The ports previously built for importing crude are now being utilized to export crude across the globe. A recent article posted by Reuters titled “China Snaps up US Oil, Straining Capacity to Export It” talks about production build concerns. The concerns are due to the United States out producing the amount that they are exporting. This is causing backup in major pipelines that flow down to ports like Corpus Christi, Meraux, and Port Arthur. Crude inventory level in these exporting sites has been on the rise over the past few months. With nowhere for the oil to go, pipelines are starting to get backed up which in turn is backing up tank farms and other inventory sites like Midland.

Inventory Changes in PADD 3
Ursa has measured large changes in crude oil inventory levels across multiple sites in PADD 3, including key export hubs and the Midland inventory terminal. We are noticing several weeks of continuous build throughout late March and April, until inventories begin to fall, demonstrating initial potential relief of the export and production backup issues.

Specifically, Ursa has measured similar trends in production driven storage. On the right is a graph of the total fill percentage of the Midland oil storage facility. We are noticing several weeks of continuous build until early May. This correlates with the Reuters article, visualizing the build-up of crude and its inability to move from storage facility through pipeline to export hub. The tail end of the chart where we are noticing recent declines in inventory level could resemble the movement of the crude from facility into pipeline.

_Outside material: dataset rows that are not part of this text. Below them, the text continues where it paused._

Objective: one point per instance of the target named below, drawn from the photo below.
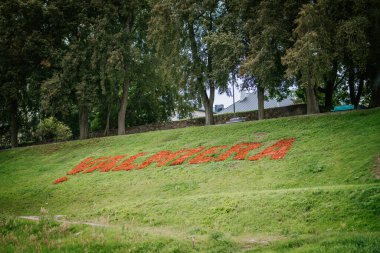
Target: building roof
(249, 102)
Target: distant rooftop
(248, 102)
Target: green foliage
(322, 195)
(50, 128)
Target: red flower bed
(239, 152)
(188, 153)
(60, 180)
(206, 156)
(128, 164)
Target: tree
(193, 35)
(26, 37)
(268, 27)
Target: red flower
(60, 180)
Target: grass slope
(322, 197)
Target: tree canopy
(100, 65)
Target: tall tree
(268, 25)
(26, 35)
(192, 34)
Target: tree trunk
(122, 110)
(359, 93)
(14, 123)
(83, 122)
(375, 92)
(208, 104)
(311, 100)
(107, 129)
(330, 86)
(351, 84)
(329, 92)
(260, 100)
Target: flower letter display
(199, 155)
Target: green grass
(322, 197)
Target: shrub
(51, 129)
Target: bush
(51, 129)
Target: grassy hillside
(323, 196)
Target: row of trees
(113, 64)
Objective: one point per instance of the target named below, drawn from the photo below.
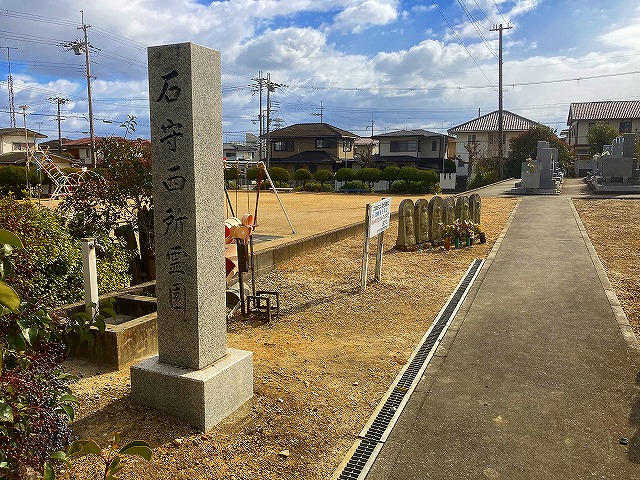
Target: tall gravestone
(406, 229)
(421, 219)
(474, 207)
(435, 219)
(462, 208)
(194, 377)
(449, 210)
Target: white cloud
(363, 15)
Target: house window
(625, 126)
(325, 143)
(404, 146)
(283, 146)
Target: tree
(369, 175)
(345, 175)
(390, 174)
(526, 144)
(231, 173)
(364, 156)
(409, 174)
(302, 175)
(429, 180)
(279, 174)
(322, 176)
(599, 135)
(119, 202)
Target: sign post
(376, 222)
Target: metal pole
(365, 252)
(500, 120)
(91, 129)
(90, 274)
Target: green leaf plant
(112, 459)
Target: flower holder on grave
(194, 377)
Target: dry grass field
(320, 368)
(613, 226)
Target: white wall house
(622, 115)
(15, 140)
(483, 133)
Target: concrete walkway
(534, 379)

The second graph demonstrates the total fill percentage for major PADD 3 exporting facilities. This includes data from Baton Rouge, Corpus Christi, Meraux, and Port Arthur. Again, we are noticing drastic builds which could correlate with the article.

Since the ports were not originally made for exporting and the United States production rates are much higher than the export rate and consumption rate together, it makes sense that the export hubs are seeing steady increases in inventory levels. However, the good news is that the last few weeks have seen decreases in inventory, much like the above graph but at a delay. This could be showing a correction in the exporting backlog issues stated in the Reuters article or a minor decrease in United States production in response to the lack of export productivity.

Ursa tracks these sites weekly and will be keeping a close eye on the movement of oil in this region to track how this situation plays out, especially as new pipeline capacity is built in West Texas.